Tout comme le titre de séjour pour les parents d’enfant français, celui pour les conjoints de français (L. 313-11 4° du CESEDA) est très avantageux pour ceux qui peuvent en bénéficier.

Il permet de déroger à l’obligation de visa préalable même pour une personne qui est déjà sur le territoire français car la préfecture est tenue d’instruire la demande de visa en même temps que celle de titre de séjour pour conjoint de français. Ça ne veut pas dire forcément qu’elle le fera, il arrive encore souvent que l’agent du guichet refuse de prendre le dossier ou menace le demandeur en lui disant qu’il n’a aucune chance d’obtenir son titre et qu’il doit retourner dans son pays pour obtenir un visa.

Déjà, et c’est une information qui est valable en toutes circonstances et dans toutes les préfectures, ce ne sont pas les personnes du guichet qui instruisent les dossiers de demande. Par conséquent, leur opinion et la qualité de leur analyse juridique d’un dossier n’ont pas à être prises en compte. Si l’agent refuse d’enregistrer le dossier (ce qui arrive) il est possible de déclencher une procédure devant le Tribunal administratif pour refus d’enregistrement. C’est plus long qu’une procédure classique avec OQTF mais ça permet de faire avancer les choses. Et il y a même possibilité d’obtenir une injonction de délivrance de titre (je reviendrai sur cela  dans un prochain article).

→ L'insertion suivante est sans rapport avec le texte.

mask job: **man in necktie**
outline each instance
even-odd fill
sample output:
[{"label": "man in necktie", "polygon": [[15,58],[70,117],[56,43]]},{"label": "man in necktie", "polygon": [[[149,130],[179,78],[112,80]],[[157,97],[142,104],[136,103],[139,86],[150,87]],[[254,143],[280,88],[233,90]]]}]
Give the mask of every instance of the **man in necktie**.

Outre cette obligation de visa qui peut être contournée (à condition que la personne soit entrée de manière régulière sur le territoire), il faudra prouver la communauté de vie sur une période de 6 mois avant ou après le mariage. Il n’est donc pas nécessaire d’attendre 6 mois après le mariage pour demander un titre de séjour en qualité de conjoint de français. Si les deux personnes peuvent prouver que la communauté de vie existe déjà depuis 6 mois au moment de faire la demande, peu importe que le mariage soit plus récent.

Mais toute la subtilité de la qualité de conjoint de français se situe plus loin dans le parcours du ressortissant étranger (sorte de double effet kiss cool du droit de l’immigration). En effet, à chaque fois que le titre de séjour doit être renouvelé, la préfecture vérifie si la communauté de vie est encore d’actualité. Ce qui veut dire que le ressortissant étranger est  prisonnier. Tous les couples mariés ne divorcent pas du jour au lendemain et c’est heureux. Mais pour certains, la situation peut vite se dégrader.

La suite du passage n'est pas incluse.